OK, production side, that I follow pretty carefully.
They really do believe that they've got everything going at 7K/week, and I do think the earnings release indicated that they were actually targeting higher numbers for the future. ("All manufacturing equipment in Fremont has demonstrated capability of a 7,000 Model 3 vehicles per week run rate, which we continue to work to increase.")
There don't seem to be major plans for downtime on the Model 3 lines in Q3. If they've actually reached 6500/week, that's 84500 production; even with some building up of the pipeline, deliveries should be in the 80K range. If you instead assume 2 weeks downtime (likely excessive for Q3) and 7K rate when operating, you get 77K.
So I actually do believe your 78K number for model 3, and I think it is likely to be low.
I think your S/X number is also too low. I'm expecting circa 18000.
I think your GMs are too high, though. I'd stick with same margins as Q2 on 3 and S/X. Service gross margin *needs* to drop in order to provide reasonable service.
Storage is kind of hard to calculate (we have no clear insight on the gross margins due to mixing it with solar sales & leases), but it is showing massive QoQ growth rates, and your model suggests that Q3 will be the same as Q2. With battery cell restrictions being removed, I don't see why this would be the case. I would make a WAG that they'll actually be up to 300000 in revenue rather than your 257000
OK. Could you try assuming higher Model 3 production, higher Storage sales, and lower GMs?
If I assume 15% GM on Model S/X but also assume 18K cars, this raises profit by 13350.
If I assume 18.7% GM on Model 3 but also assume 80K cars, this lowers profit by 32128.
If I assume 300000 revenue on Storage and stick with your 11% GM assumption, which seems plausible at that scale, this raises profit by 4678.50.
So I guess my model looks even worse than yours.

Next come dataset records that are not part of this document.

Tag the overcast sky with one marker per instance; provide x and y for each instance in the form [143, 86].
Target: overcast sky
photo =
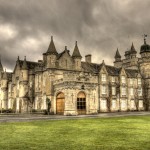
[99, 26]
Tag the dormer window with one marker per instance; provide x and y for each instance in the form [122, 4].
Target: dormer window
[131, 91]
[104, 89]
[123, 79]
[131, 81]
[123, 91]
[113, 79]
[104, 77]
[139, 81]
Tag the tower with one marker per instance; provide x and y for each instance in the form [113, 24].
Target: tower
[4, 90]
[51, 55]
[117, 62]
[77, 57]
[144, 65]
[22, 102]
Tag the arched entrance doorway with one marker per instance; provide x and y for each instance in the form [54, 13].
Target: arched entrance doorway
[81, 103]
[60, 104]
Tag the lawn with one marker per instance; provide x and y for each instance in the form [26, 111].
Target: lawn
[122, 133]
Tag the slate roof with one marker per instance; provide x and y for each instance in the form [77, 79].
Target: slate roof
[30, 65]
[90, 67]
[132, 73]
[113, 71]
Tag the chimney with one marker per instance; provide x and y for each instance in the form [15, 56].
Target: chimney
[88, 58]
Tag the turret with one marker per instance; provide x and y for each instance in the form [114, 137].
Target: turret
[145, 49]
[4, 81]
[4, 90]
[24, 70]
[77, 57]
[51, 55]
[117, 62]
[133, 52]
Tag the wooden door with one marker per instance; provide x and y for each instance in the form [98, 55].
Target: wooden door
[60, 104]
[81, 104]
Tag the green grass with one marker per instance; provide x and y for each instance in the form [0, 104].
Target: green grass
[122, 133]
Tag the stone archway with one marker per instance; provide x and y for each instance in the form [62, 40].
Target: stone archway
[60, 103]
[81, 103]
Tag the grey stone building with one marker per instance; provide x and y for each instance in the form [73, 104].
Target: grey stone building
[75, 87]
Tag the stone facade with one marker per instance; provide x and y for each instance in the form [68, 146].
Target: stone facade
[74, 87]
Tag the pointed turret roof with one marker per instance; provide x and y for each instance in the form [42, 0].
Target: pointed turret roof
[1, 67]
[5, 75]
[76, 52]
[51, 48]
[24, 65]
[18, 62]
[117, 55]
[133, 49]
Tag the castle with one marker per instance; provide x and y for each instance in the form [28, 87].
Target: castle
[74, 87]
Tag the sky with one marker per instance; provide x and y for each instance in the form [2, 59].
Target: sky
[99, 26]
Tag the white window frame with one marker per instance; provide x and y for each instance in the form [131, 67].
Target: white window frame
[140, 91]
[104, 89]
[139, 81]
[131, 91]
[123, 104]
[123, 91]
[113, 79]
[114, 104]
[113, 90]
[131, 81]
[123, 79]
[103, 77]
[103, 104]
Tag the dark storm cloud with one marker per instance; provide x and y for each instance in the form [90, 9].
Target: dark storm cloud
[100, 26]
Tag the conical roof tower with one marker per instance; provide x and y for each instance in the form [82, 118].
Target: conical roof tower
[24, 65]
[51, 48]
[117, 55]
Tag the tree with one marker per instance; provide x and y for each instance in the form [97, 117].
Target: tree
[109, 97]
[48, 102]
[146, 102]
[118, 94]
[136, 98]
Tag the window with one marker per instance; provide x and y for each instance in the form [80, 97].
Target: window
[113, 79]
[132, 104]
[66, 63]
[140, 103]
[123, 91]
[9, 88]
[44, 81]
[113, 104]
[123, 104]
[103, 89]
[131, 91]
[103, 104]
[139, 81]
[139, 91]
[123, 80]
[104, 77]
[17, 84]
[113, 90]
[131, 81]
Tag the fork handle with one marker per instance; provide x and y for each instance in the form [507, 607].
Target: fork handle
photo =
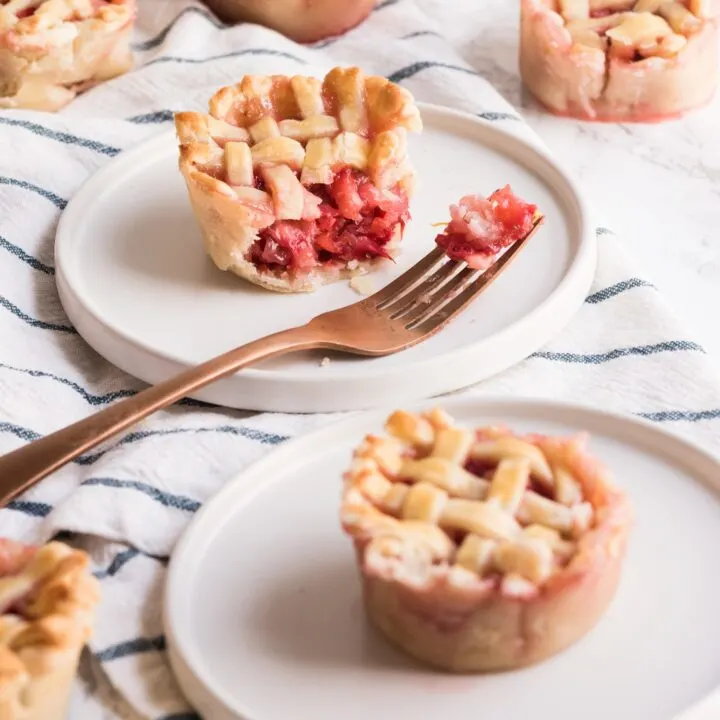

The key issue seems to be the GM on Model 3, which makes sense. To make up for the GM staying at 18.7% Tesla would have to push out about 5500 more cars than in your model, or about 84K Model 3s. To further reach non-GAAP profitability (still assuming GM of 18.7%), they'd have to push out an additional 3000, or about 87K Model 3s (actually 86414 based on this model, but that's excess precision).
Now, that's about 6648/week. Or 7000/week with 4 days downtime. Given what I've heard... I actually think this is possible in Q3. But it's also quite possible that they'll miss the target.
It's an economies of scale business, so it's all about the volume. Either way, Q3 will have substantial positive free cash flow. Depreciation & amortization is now over $500 million per quarter, capex is under $250 million per quarter (and it was emphasized that that is sustainable), so free cash flow is running $250 million ahead of non-GAAP profit, structurally (before timing effects like inventory and accounts payable/receivable).
So they are, as they said, self-funding. They also have the cash to pay off the November 2019 bond from two quarters' free cash flow, without inventory shenanigans. They have enough cash from the stock & bond issuance to easily pay off all the non-recourse debt which comes due this year, too, and still have working cash.
TLDR: They are structurally free cash flow positive by at least $200 million/quarter. To reach non-GAAP profit they need 87K Model 3s in Q3; we'll see in early September! Higher GM would of course improve matters.
P.S. For GAAP profit, however, due to the goofy stock-based-compensation accounting, they'd need 109K Model 3s in a quarter, which seems impossible.